Cuando, como yo hago estos días, repasas
lo que ocurrió hace casi cuarenta años, te das cuenta de la enorme figura de
aquel presidente con un par, capaz de dar la vuelta a un Estado en once meses,
desde julio de 1976 hasta las elecciones de junio de 1977. Todo lo demás,
elaboración de la
Constitución incluida, es casi accesorio, aunque también
admirable. Y meto en el mismo saco, escribía yo, la gallardía con la que supo
enfrentarse, aquel aciago 23 de febrero, al energúmeno que tomó, pistola en
mano, el Congreso de los Diputados.
El valor a Suárez se le suponía. Por eso no me admiró cómo salió al paso de los
subfusiles de los guardias civiles mal uniformados y peor encarados que
zarandeaban al teniente general
Gutiérrez
Mellado. Me hubiera sorprendido cualquier otra reacción. Pero
reconozco que, cuando le conocí, cuando, por primera vez a mis veintipocos años
me dirigió la palabra, jamás hubiera pensado que, en once meses, aquel hombre
con apariencia corriente, que no era número uno en cualquier oposición de
elite, que no había escrito tratado alguno de Derecho Constitucional, que había
vestido hasta el día anterior la camisa azul de falangista, que no hablaba otro
idioma que el español de Avila, pudiese poner patas arriba todo el arquitrabe
del franquismo.
Y lo hizo. Con ayuda del
Rey. Con
ayuda de
Felipe González, de
Carrillo, de
Tarradellas, de
Martín Villa,
de
Ajuriaguerra, de
Nicolás Redondo, de
Marcelino Camacho, de algunos en la
patronal como
José María Cuevas,
de algunos en la Iglesia
como
Tarancón, y en el Ejército,
como el mentado '
Guti', y de
tantos otros, lo hizo. Cambió la estructura partidaria, las leyes básicas, la
estructura laboral y económica, las relaciones internacionales. Todo. En menos
de un año.
O sea, que sí se puede. Comprendo que este hombre que se nos va apagando y del
que de modo inminente tendremos la postrera y fatal noticia, es aún una
amenaza, por las comparaciones que llegarán, para quienes nunca serán como él.

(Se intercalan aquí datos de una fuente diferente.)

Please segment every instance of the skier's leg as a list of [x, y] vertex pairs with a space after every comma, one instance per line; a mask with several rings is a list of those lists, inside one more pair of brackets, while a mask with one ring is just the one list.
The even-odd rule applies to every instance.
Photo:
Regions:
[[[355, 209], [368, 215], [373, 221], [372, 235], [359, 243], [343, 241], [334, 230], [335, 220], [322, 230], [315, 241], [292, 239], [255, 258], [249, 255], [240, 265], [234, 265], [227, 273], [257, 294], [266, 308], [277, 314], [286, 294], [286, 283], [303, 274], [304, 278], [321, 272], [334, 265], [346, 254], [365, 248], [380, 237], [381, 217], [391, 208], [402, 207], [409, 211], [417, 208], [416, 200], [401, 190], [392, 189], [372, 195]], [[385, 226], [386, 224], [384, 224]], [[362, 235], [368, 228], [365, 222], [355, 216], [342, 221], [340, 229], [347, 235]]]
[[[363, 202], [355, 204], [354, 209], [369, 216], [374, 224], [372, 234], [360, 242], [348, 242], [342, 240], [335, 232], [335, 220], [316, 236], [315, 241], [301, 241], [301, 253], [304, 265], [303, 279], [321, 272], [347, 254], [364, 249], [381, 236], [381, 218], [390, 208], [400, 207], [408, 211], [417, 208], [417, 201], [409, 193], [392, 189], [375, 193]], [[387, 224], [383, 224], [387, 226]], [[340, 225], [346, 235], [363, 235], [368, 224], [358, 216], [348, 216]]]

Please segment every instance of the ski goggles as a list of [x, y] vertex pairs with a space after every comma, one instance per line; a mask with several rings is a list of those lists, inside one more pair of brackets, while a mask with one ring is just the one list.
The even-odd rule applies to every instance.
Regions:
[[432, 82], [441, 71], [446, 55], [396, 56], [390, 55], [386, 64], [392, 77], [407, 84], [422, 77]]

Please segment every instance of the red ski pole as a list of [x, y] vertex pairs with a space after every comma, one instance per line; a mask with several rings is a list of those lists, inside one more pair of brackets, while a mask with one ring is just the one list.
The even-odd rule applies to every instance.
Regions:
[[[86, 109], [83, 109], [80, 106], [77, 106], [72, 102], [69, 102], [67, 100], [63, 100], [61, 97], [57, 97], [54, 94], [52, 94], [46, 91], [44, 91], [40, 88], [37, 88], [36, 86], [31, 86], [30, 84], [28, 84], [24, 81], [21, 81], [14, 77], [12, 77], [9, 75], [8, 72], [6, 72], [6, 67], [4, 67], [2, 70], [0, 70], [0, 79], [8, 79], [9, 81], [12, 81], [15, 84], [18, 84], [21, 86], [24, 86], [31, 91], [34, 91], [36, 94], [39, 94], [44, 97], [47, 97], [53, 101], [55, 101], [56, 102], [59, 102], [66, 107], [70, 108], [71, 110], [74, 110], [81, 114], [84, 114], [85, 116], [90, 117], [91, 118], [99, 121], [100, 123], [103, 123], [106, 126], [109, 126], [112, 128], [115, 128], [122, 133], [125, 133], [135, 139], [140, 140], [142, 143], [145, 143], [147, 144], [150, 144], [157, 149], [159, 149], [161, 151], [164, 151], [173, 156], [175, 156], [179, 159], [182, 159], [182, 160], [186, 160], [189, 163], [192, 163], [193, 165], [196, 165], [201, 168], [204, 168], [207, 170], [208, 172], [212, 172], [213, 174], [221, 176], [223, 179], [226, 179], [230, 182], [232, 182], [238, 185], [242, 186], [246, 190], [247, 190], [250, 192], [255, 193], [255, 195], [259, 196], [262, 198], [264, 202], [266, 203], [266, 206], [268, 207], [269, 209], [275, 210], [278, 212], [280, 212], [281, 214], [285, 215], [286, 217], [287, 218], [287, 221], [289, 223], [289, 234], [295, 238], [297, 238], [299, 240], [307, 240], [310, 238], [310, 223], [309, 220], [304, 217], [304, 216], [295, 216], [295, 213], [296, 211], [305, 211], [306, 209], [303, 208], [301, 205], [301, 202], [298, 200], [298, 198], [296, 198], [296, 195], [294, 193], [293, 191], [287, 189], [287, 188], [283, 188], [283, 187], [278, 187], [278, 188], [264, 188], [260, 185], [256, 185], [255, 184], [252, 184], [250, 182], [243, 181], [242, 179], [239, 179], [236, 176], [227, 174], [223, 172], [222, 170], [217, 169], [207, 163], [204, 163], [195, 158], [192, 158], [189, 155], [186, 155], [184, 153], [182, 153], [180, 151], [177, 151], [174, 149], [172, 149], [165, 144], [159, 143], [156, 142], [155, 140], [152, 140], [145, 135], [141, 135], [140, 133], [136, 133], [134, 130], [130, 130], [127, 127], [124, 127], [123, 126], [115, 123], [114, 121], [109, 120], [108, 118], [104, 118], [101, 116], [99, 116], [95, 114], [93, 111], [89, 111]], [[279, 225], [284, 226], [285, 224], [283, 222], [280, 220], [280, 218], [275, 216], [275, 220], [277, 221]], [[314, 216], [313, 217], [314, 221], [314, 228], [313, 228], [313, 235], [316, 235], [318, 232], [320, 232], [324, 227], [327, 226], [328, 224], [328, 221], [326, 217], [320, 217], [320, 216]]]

Para quienes podrían ser como él y han renunciado a serlo, porque es más
sencillo mantenerse en el carril de la administración sabia de los tiempos, de
las dosis de prudencia calculadas. Adolfo Suárez nos falta ya y ahora
comprenderemos cuánto necesitamos a alguien como él y miraremos en derredor y
entonces, nada o casi nada. Pocos hombres pueden decir, desde el más allá, que
su muerte significó el fin de una etapa -cuarenta años van a cumplirse desde
la desaparición de Franco y la asunción del Rey-y el inicio de otra. Adolfo
Suárez es uno de ellos, uno de esos elegidos.